Quantifying security risk by measuring network risk conditions

Software vulnerabilities are the weaknesses in the software that inadvertently allow dangerous operations. If the vulnerability is in a network service, it poses serious security threats because a cyber-attacker can exploit it to gain unauthorized access to the system. Hence, rapid discovery and remediation of network vulnerabilities is critical issues in network security. In today´s dynamic IT environment, it is common practice that an organization prioritizes the mitigation of discovered vulnerabilities according to their risk levels. Currently available technologies, however, associate each vulnerability to the static risk level which does not take the unique characteristics of the target network into account. This often leads to inaccurate risk prioritization and less-than-optimal resource allocation.

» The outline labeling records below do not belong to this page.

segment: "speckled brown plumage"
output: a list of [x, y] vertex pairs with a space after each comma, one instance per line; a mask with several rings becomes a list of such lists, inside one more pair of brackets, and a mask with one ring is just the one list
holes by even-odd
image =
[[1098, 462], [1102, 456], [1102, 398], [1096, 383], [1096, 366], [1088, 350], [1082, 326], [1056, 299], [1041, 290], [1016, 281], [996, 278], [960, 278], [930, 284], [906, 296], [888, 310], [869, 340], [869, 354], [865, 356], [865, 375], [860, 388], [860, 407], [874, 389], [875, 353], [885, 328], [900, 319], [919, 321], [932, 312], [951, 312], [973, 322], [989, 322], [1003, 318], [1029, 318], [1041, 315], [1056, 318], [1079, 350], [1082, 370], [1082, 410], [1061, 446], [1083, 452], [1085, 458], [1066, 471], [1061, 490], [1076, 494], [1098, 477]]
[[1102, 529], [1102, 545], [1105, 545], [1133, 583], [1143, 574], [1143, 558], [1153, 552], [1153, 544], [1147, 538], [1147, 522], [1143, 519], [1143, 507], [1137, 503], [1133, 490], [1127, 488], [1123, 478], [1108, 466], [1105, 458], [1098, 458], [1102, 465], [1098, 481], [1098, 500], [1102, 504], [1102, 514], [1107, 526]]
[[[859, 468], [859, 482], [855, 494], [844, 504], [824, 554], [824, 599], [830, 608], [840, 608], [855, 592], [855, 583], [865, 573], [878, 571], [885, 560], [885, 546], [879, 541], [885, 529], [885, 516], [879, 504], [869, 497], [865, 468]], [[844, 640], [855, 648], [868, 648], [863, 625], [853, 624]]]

In this research, we introduce a novel way of quantifying the risk of network vulnerability by augmenting the static risk level with conditions specific to the target network. The method calculates the risk value of each vulnerability by measuring the proximity to the untrusted network and risk of the neighboring hosts. The resulting risk value, RCR is a composite index of the individual risk, network location and neighborhood risk conditions. Thus, it can be effectively used for prioritization, comparison and trending. We tested the methodology through the network intrusion simulation. The results shows average 88.9% the correlation between RCR and number of successful attacks on each vulnerability.